Abstract

Retrospective 4D image construction from continuously acquired 2D slices is a necessary step to achieve high-quality 4D images. Self-gating methods, which extract breathing signals only from image information without any external gating technology, have much potential, such as in pediatric patients with thoracic insufficiency syndrome (TIS) who suffer from extreme malformations of the chest wall, diaphragm, and spine, leading to breathing that is very complex with lots of abnormal respiration cycles, including very deep or shallow cycles. Existing methods do not work well in this clinical scenario and most are not fully automatic, requiring some manual interactive operations. In this paper, we propose a fully automatic 4D dMRI construction method based on the concept of flux to address the 4D image construction from 2D slices of subjects with complex respiration.
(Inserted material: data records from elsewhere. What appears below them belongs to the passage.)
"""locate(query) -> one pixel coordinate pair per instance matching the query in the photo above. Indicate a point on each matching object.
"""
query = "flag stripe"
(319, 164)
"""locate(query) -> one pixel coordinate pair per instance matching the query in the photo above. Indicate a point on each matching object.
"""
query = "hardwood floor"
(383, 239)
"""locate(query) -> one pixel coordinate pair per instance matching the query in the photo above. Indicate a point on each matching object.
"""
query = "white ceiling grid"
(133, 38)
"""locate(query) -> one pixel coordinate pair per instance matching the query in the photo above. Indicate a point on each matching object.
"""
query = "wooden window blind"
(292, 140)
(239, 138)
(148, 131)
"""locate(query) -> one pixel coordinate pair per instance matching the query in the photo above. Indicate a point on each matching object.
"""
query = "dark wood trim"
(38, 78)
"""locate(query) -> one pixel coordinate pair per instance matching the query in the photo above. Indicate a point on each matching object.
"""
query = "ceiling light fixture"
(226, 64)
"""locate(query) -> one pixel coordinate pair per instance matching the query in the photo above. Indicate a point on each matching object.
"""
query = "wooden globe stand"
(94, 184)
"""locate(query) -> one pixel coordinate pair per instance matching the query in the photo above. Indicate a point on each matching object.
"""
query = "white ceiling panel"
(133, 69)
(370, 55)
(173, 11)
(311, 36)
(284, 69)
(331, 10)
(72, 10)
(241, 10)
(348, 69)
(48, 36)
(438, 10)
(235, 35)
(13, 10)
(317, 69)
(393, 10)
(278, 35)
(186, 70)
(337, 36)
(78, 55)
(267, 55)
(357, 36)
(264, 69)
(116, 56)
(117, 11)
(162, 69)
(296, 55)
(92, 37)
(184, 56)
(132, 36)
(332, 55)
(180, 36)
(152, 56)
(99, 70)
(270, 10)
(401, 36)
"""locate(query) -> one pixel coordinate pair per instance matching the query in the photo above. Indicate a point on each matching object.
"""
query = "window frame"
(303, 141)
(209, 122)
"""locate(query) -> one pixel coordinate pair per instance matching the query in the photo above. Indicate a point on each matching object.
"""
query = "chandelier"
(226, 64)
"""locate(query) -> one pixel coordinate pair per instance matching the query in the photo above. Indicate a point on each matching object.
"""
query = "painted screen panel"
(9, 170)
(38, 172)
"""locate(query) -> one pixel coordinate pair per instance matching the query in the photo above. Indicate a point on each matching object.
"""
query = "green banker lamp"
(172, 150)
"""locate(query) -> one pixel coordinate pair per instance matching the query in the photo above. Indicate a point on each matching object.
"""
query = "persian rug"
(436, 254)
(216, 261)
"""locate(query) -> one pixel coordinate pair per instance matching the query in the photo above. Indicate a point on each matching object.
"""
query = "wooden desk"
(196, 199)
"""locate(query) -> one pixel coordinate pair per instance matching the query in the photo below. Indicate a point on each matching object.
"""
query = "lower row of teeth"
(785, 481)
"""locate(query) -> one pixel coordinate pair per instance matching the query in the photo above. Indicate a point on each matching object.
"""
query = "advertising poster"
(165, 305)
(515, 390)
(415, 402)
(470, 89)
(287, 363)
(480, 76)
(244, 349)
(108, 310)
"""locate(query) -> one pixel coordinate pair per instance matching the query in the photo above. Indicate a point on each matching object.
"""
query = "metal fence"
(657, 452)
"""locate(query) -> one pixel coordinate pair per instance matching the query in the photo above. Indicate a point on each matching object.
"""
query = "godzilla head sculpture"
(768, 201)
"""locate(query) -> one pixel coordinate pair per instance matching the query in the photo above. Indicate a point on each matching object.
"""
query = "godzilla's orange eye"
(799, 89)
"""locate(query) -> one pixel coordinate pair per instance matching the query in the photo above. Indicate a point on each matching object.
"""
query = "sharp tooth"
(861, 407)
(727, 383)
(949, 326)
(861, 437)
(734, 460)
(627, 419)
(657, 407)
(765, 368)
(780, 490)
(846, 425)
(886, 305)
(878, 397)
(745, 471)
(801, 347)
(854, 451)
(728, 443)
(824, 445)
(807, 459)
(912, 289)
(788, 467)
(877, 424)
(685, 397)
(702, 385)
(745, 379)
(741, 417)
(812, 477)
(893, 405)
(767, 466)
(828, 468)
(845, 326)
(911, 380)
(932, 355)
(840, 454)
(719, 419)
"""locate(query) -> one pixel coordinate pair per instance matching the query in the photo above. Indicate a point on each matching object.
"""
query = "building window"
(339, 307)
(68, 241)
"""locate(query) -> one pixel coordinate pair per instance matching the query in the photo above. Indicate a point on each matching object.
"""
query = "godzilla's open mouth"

Firstly, we extract the breathing signal for each location based on the flux of the optical flow vector field of the body region from the image series. Then, we give a full analysis for all cycles and extract several normal ones and map them to one cosine respiration model for each location. After that, we re-sample one normal cycle from the respiration model for each location independently. All of these resampled normal cycles form the final constructed 4D image. Qualitative and quantitative evaluations on 25 subjects show that the proposed method can handle datasets from subjects with more complex respiration and achieves good self-consistency results while maintaining time and space continuity.